Dieses Schloß markiert den Übergang Eisenachs innerhalb der ernestinischen Linien, den letzten und endgültigen Übergang Eisenachs an Sachsen-Weimar. Der letzte männliche Sproß der Linie Sachsen-Eisenach, Wilhelm Heinrich Herzog von Sachsen-Eisenach (10.11.1691-26.7.1741), war ohne Nachkommen verstorben. Das Erbe fiel an die Linie Sachsen-Weimar, die sich fortan Sachsen-Weimar-Eisenach nannte. Das Herzogtum bestand nun aus zwei Teilen mit den Zentren Weimar und Eisenach, die nicht territorial miteinander verbunden waren und sogar bis 1809 staatsrechtlich getrennt waren. Und dieses Schloß ist eine der teuersten Trotzreaktionen der Geschichte: Noch lebte die Witwe des letzten Eisenacher Herzogs, Markgräfin Anna Sophia Charlotte von Brandenburg-Sonnenburg (1706-3.1.1751), in den Räumen des alten Eisenacher Residenzschlosses, das sich früher an der Südseite des Marktplatzes befand. Der Erbe, Ernst August I. Herzog von Sachsen-Weimar (19.4.1688-19.1.1748), verlangte ihren Auszug, offensichtlich auf eine Weise, die einem rüden Rausschmiß entsprach, so daß die auch noch auf andere Weise gedemütigte Herzogswitwe beschloß, nichts, wirklich gar nichts zurückzulassen außer dem nackten Mauerwerk. Das wiederum erboste den Erben so sehr, der sich dadurch als Übervorteilter und Ausgetrickster vorkam, daß er sich dachte: Wenn sie schon alle kostbaren Seidentapeten etc. hat mitgehen lassen, will ich mich nicht über die Steine ärgern und in den gleichen Räumen jedesmal an diese unerhörte, ja demütigende Geschichte denken müssen. Er ließ also das Schloß kurzentschlossen abreißen, um die Blamage mit einem kostspieligen Fußtritt zu beantworten. So, das tat gut! Heute ist dort die Esplanade; ein einzelner Turm und das Creutznacher Haus an der Seite sind der verbliebene Rest.

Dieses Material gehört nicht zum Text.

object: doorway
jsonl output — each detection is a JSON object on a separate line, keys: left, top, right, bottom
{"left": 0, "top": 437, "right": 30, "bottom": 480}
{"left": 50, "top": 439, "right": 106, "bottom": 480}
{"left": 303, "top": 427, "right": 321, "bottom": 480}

Jetzt brauchte er aber eine neue Residenz, ein Fürstentum ohne Schloß war nämlich irgendwie unpraktisch. Der am 20.1.1742 ergangene Befehl zum Bau derselben war leichter erteilt als umgesetzt, denn noch standen auf dem vorgesehenen Areal sechs Bürgerhäuser, und diese Immobilien mußten kurzfristig aufgekauft werden, was ziemlich teuer wurde. Angesichts der bisher getätigten Kosten sollte ab jetzt aber gespart werden: Von den Bürgerhäusern sollte man verwenden, was ging, Fundamente, tragende Mauern, selbst Zwischendecken. Das Baumaterial aus dem abgerissenen Residenzschloß sollte mitverwendet werden, bloß nichts wegwerfen. Und wo neu gebaut werden mußte, bitte nur mit billigstem Material, zur Not ging auch gut verkleidetes Fachwerk. Die einheitliche und symmetrische Marktfassade täuscht also, hinter der obersten Schicht ist "Kraut und Rüben". Gleichzeitig sollte alles natürlich riesig und repräsentativ werden - keine leichte Aufgabe für den Architekten, den Landesbaumeister Gottfried Heinrich Krohne (26.3.1703-30.5.1756). Diese Vorgaben verhinderten nämlich eine großzügige und großräumige Planung der Innenräume. Statt dessen mußte man 1743 einen zusätzlichen Flügel im Norden einplanen, um dort die großen Festräume unterzubringen, hauptsächlich den zweistöckigen Saal von 120 m2. Ob das Ganze im Nachhinein eine Ersparnis war, war damit wieder offen. Der Westflügel stellte oben den Verbindungsgang dar und beherbergte unten den Marstall. Früher gab es noch einen 1743 eingewölbten Ostflügel, der den Wirtschaftstrakt mit den Gesindekammern enthielt. Dieser Flügel wurde 1933 abgerissen. Das seit 1745 bewohnte Schloß wurde marktseitig 1748 fertiggestellt.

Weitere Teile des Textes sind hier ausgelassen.